Question: Demultiplex of V4 reads
11 months ago by
agata88770 wrote:

Hi all!

I have reads in R1 and R2 files, and I1 file including 12nc indexes (also fastq). In order to divide reads into separate files, I've performed merging step.

I used program with following command: -f <R1> -r <R2> -o demultiplexed/ -m fasts-join -b <I1> -p 15

It ended up with almost 94% of joined reads. Next, i've performed script. When I looked at the histogram the number of reads per sequence length was very diverse:

Length  Count
249.0   14545440
489.0   1467

The amplification was performed for V4 region which length is around 291 nc, the sequencing was 2x250bp. So my question is, how come I have 1467 reads with almost 500 length?
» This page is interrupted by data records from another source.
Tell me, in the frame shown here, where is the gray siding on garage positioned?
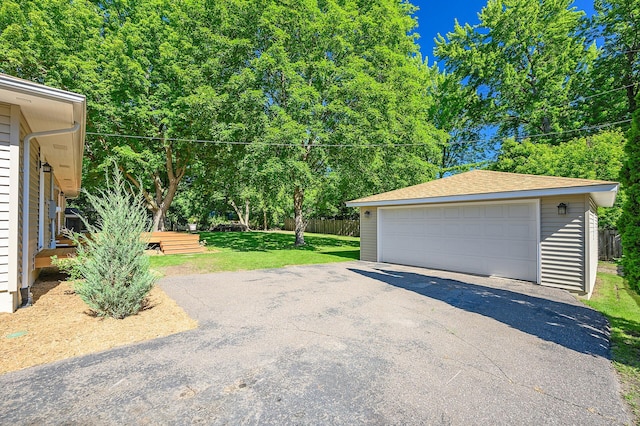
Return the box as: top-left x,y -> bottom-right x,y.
360,207 -> 378,262
540,195 -> 589,291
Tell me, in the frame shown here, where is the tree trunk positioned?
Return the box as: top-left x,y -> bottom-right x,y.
293,186 -> 306,246
152,209 -> 165,231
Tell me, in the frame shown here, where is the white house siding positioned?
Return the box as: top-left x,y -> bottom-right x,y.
585,196 -> 598,296
540,195 -> 584,291
360,207 -> 378,262
0,104 -> 20,312
0,104 -> 11,292
28,126 -> 40,285
42,173 -> 55,248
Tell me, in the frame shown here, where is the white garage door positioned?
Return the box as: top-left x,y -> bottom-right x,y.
378,202 -> 538,282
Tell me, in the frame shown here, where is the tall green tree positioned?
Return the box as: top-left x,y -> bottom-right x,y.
435,0 -> 596,139
618,96 -> 640,293
0,0 -> 100,93
426,65 -> 484,177
490,130 -> 626,229
87,0 -> 241,230
238,0 -> 442,245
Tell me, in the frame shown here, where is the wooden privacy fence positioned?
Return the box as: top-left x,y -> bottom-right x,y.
284,218 -> 360,237
598,229 -> 622,260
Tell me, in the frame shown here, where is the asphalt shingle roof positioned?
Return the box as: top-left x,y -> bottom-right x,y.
350,170 -> 617,203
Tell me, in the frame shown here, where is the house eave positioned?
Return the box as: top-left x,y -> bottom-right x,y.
346,183 -> 619,207
0,74 -> 86,198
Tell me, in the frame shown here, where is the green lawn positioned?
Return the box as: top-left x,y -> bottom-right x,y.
150,231 -> 360,273
586,262 -> 640,424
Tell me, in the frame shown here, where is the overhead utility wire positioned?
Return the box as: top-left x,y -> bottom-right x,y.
86,119 -> 631,148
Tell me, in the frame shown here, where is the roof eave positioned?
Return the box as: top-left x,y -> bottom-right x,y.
346,183 -> 619,207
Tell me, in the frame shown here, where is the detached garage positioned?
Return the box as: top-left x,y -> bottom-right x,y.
347,170 -> 618,296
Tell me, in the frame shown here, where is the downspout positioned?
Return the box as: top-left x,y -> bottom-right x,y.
21,121 -> 80,306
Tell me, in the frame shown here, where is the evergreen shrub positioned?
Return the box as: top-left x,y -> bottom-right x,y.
60,170 -> 156,319
618,95 -> 640,293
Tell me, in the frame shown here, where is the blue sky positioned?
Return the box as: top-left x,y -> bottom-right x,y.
411,0 -> 593,64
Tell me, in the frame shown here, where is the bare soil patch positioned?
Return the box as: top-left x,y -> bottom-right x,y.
0,275 -> 197,374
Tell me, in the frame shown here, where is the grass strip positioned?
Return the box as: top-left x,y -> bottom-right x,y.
585,272 -> 640,424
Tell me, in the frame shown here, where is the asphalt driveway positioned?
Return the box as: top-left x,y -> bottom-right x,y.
0,262 -> 629,425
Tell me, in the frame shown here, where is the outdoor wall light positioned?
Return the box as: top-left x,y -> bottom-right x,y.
558,203 -> 567,215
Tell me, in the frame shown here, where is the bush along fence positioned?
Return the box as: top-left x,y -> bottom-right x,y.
284,218 -> 360,237
598,229 -> 622,260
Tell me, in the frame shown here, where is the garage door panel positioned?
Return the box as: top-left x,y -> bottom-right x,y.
506,222 -> 538,240
484,204 -> 504,219
443,207 -> 460,219
463,207 -> 484,218
379,203 -> 538,281
507,204 -> 532,219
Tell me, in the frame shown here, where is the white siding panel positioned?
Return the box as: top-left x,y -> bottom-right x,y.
360,207 -> 378,262
540,195 -> 585,291
0,104 -> 17,300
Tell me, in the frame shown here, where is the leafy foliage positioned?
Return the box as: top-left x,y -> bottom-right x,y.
618,96 -> 640,292
63,171 -> 156,318
436,0 -> 596,141
491,131 -> 626,229
235,0 -> 442,245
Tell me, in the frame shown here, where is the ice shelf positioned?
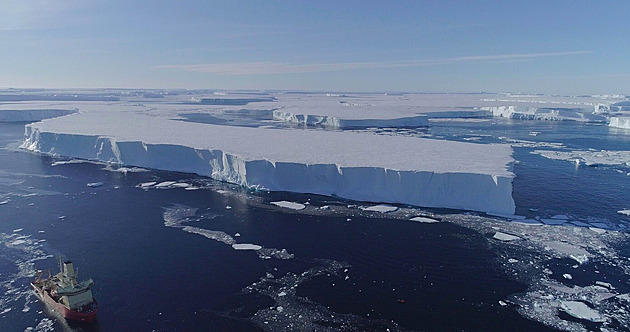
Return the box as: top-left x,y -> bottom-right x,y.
608,116 -> 630,129
23,105 -> 515,214
0,109 -> 76,122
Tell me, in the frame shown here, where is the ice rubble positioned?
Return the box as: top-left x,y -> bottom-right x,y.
23,106 -> 515,214
481,106 -> 606,122
532,150 -> 630,166
608,117 -> 630,129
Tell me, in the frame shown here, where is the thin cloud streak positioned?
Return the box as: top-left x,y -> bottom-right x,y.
153,51 -> 592,76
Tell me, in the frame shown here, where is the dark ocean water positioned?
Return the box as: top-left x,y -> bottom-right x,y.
0,121 -> 630,331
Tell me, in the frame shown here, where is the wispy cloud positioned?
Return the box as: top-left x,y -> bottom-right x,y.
153,51 -> 592,75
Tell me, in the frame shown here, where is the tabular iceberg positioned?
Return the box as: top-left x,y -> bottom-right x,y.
23,110 -> 515,214
0,109 -> 76,122
608,116 -> 630,129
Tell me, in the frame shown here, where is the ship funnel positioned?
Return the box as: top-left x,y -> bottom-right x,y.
63,261 -> 74,277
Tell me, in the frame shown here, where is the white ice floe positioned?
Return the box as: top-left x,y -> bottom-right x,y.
532,150 -> 630,166
138,181 -> 157,189
608,116 -> 630,129
22,104 -> 515,213
481,106 -> 606,122
492,232 -> 521,242
271,201 -> 306,210
560,301 -> 606,323
409,216 -> 440,224
232,243 -> 262,250
359,204 -> 398,213
50,159 -> 88,166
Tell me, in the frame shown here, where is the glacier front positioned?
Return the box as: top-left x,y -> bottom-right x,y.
23,104 -> 515,214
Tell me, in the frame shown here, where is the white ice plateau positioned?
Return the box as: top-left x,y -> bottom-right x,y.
22,92 -> 528,214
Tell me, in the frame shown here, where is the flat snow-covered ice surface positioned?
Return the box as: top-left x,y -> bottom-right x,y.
13,92 -> 630,214
23,92 -> 515,213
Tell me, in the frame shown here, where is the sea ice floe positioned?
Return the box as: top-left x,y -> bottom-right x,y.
492,232 -> 521,242
232,243 -> 262,250
270,201 -> 306,210
163,204 -> 293,259
532,150 -> 630,166
359,204 -> 398,213
560,301 -> 606,323
409,216 -> 440,223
Is this a contamination?

Should I discard all read longer than 300bp for further analysis? What do you think about it?

Thanks in advance! Best, Agata

demultiplex miseq 16s
11 months ago by
h.mon25k wrote:

You have 0.01% of 489 bp reads, compared to only 249 bp reads. If you consider the interval from, say, 249-333 bp, this percentage will probably be even smaller. This is pretty minimal, and some contamination / artifacts is usual for next generation sequencing.

You could provide more stringent parameters for You used the tool defaults, which is to use fastq-join, and fastq-join default minimum overlap is 6 bases, if I am not mistaken.